Before You Borrow, Make Sure to Compare Various Debt Loans
You may compare various debt loans if your high APR credit accounts are requiring high monthly payments that are stretching your budget. Limiting the use of credit cards has become the new fashion in this economy.
Why pay more in fees than you need to? What is the point of buying something on sale if the finances charges cancel out the savings? These are questions consumers are asking themselves today.
We often think those who are looking for debt loans are unable to pay their bills but that is no longer true. Today, financially stable individuals are opting to apply for debt loans as they move away from using credit cards for everyday purchases.
There was a time when the only way you could pay for a purchase was with cash, a personal check or a credit card. Today, consumers are often choosing to use prepaid debit cards and bank debit cards for purchases.
This eliminates the need to write checks or to carry large amounts of cash. The debit cards provide the same convenience that led to our reliance on credit cards – without the fees associated with credit card debt.

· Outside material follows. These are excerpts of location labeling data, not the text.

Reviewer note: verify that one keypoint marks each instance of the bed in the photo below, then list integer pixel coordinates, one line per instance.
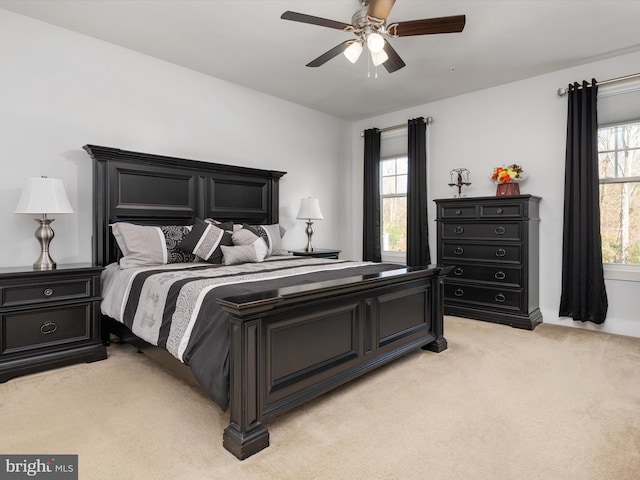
(289, 337)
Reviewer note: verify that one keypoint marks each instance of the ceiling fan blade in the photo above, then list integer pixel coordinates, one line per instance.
(325, 57)
(323, 22)
(394, 62)
(380, 8)
(428, 26)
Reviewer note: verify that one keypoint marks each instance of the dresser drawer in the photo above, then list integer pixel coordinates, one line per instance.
(489, 231)
(453, 252)
(457, 211)
(45, 327)
(45, 291)
(482, 296)
(504, 209)
(482, 273)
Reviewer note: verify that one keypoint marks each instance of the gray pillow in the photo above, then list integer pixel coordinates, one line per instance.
(143, 245)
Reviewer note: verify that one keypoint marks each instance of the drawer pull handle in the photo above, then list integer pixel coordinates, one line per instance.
(48, 328)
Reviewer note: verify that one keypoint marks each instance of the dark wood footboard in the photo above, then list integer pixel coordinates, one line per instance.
(293, 344)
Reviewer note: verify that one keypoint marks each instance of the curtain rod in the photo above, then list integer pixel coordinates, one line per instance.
(427, 120)
(564, 91)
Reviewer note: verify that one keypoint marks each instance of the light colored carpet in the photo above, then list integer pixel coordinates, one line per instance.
(500, 403)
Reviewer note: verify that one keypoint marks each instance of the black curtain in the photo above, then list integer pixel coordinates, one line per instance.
(417, 227)
(584, 296)
(371, 250)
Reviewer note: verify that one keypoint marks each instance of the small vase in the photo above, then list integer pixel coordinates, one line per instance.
(509, 188)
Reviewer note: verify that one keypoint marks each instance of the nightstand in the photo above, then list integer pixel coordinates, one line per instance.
(317, 253)
(49, 318)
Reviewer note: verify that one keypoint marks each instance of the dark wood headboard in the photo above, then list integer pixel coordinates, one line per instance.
(158, 190)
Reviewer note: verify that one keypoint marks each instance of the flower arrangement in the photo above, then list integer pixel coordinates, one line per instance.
(508, 174)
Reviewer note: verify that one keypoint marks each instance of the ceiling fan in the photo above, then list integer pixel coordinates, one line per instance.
(369, 25)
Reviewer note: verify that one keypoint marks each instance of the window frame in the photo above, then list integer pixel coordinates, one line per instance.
(619, 271)
(388, 255)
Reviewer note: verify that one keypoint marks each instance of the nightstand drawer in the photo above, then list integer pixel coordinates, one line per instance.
(45, 327)
(45, 292)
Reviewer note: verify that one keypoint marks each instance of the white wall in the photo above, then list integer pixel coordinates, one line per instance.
(61, 90)
(522, 122)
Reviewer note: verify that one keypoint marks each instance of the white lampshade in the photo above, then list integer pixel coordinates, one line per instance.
(378, 58)
(310, 209)
(375, 42)
(353, 52)
(43, 195)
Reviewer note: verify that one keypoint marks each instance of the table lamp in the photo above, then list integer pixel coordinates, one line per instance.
(309, 210)
(42, 196)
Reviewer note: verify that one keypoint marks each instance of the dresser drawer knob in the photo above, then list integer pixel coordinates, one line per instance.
(48, 328)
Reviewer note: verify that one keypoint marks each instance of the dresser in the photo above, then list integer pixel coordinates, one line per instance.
(492, 244)
(49, 318)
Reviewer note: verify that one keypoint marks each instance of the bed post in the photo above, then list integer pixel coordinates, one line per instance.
(245, 435)
(437, 310)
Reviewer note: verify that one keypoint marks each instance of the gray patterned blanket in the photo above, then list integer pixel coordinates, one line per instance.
(174, 306)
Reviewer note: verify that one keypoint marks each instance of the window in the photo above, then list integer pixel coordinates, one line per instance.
(393, 205)
(619, 171)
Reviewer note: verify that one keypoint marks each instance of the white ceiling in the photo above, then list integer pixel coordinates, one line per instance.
(246, 42)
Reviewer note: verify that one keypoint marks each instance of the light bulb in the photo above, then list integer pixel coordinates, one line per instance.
(378, 58)
(375, 42)
(353, 52)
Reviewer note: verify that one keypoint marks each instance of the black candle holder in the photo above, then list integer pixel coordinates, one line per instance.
(459, 178)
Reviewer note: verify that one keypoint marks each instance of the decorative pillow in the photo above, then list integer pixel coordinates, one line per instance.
(143, 245)
(247, 238)
(228, 226)
(205, 240)
(272, 235)
(241, 254)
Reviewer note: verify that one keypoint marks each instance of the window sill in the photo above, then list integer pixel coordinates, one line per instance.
(628, 273)
(393, 257)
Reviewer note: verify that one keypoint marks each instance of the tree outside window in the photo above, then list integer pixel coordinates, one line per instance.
(619, 171)
(393, 198)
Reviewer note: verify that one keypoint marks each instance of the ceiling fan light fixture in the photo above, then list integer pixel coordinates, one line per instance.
(375, 42)
(378, 58)
(353, 52)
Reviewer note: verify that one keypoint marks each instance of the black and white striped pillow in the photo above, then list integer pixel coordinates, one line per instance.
(205, 240)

If you have made the choice to stop daily use of your credit cards, you may want to compare various debt loans. This type of loan will eliminate the high fees on current balances on your credit card accounts and replace the multiple monthly payments with one lower payment over a much shorter period of time.
Comparing Rates and Fees
A primary concern is the cost of the loan. Are there any costs to initiate the loan? What is the interest rate and how does it compare to the rates charged by your credit lending banks?
The interest rate will be reflection of your creditworthiness as well as prevalent market rates but will almost always be less than the APR associated with credit cards.
In addition, a loan (a high risk loan is different) does not carry the annual fees or other high fees that may associated with use of a credit account. Check the fine print for any additional fees or maintenance charges.
Determining Loan Amount
Your goal is to have zero balances on your credit cards. You may want to cancel those cards or just put them in a drawer to use only for real emergency situations.
There is a tendency to borrow more than you need. If your goal is only to pay off your current debt, you should arrive at a loan amount sufficient to make those payoffs.
You might add an extra couple hundred dollars to cover any unexpected interest charged on the account payoffs but should resist the temptation to add a few thousand to the loan as a “cushion”.
Keep in mind the goal of transferring high interest debt to a lower interest single loan is to pay off that debt in full as quickly as possible. This is not the time to increase your debt or to borrow extra money for a shopping spree or vacation.
Secured vs. Unsecured Loan
Unless you are able to obtain a loan on your signature, when you compare loans you are considering trading the unsecured credit card debt for debt that is secured by something you currently own.
If you default on credit debt you face legal and financial problems but you are not at risk of losing those items you purchased with your credit card.
If you use a home equity line of credit to pay off credit card debt, you are using your home as collateral for that loan. You have now traded unsecured debt for secured debt.
In some instances, this tradeoff may be a logical move. This is true if you compare various loans as a way to solve a one time problem with credit debt.
If you plan to keep using your credit cards after you have paid off the balances, you may be placing your home at risk. Failure to pay the home equity line of credit as agreed can lead to foreclosure and loss of your personal residence.
If a secured loan is the only option open to you, consider other property you have that might serve as collateral to avoid leveraging the equity in your home. A car loan might be an option or a loan on your personal possessions and furnishings is a possibility.
When you compare different debt loans you have many options if you have good credit. Be honest about your purpose in paying off your credit cards and how those cards will be used going forward.
With a careful comparison of your options you can obtain the best loan for your needs and remove the high interest credit card debt completely. If you replace using credit cards with paying for purchases in cash or with a debit card you will find your budget easier to manage each month.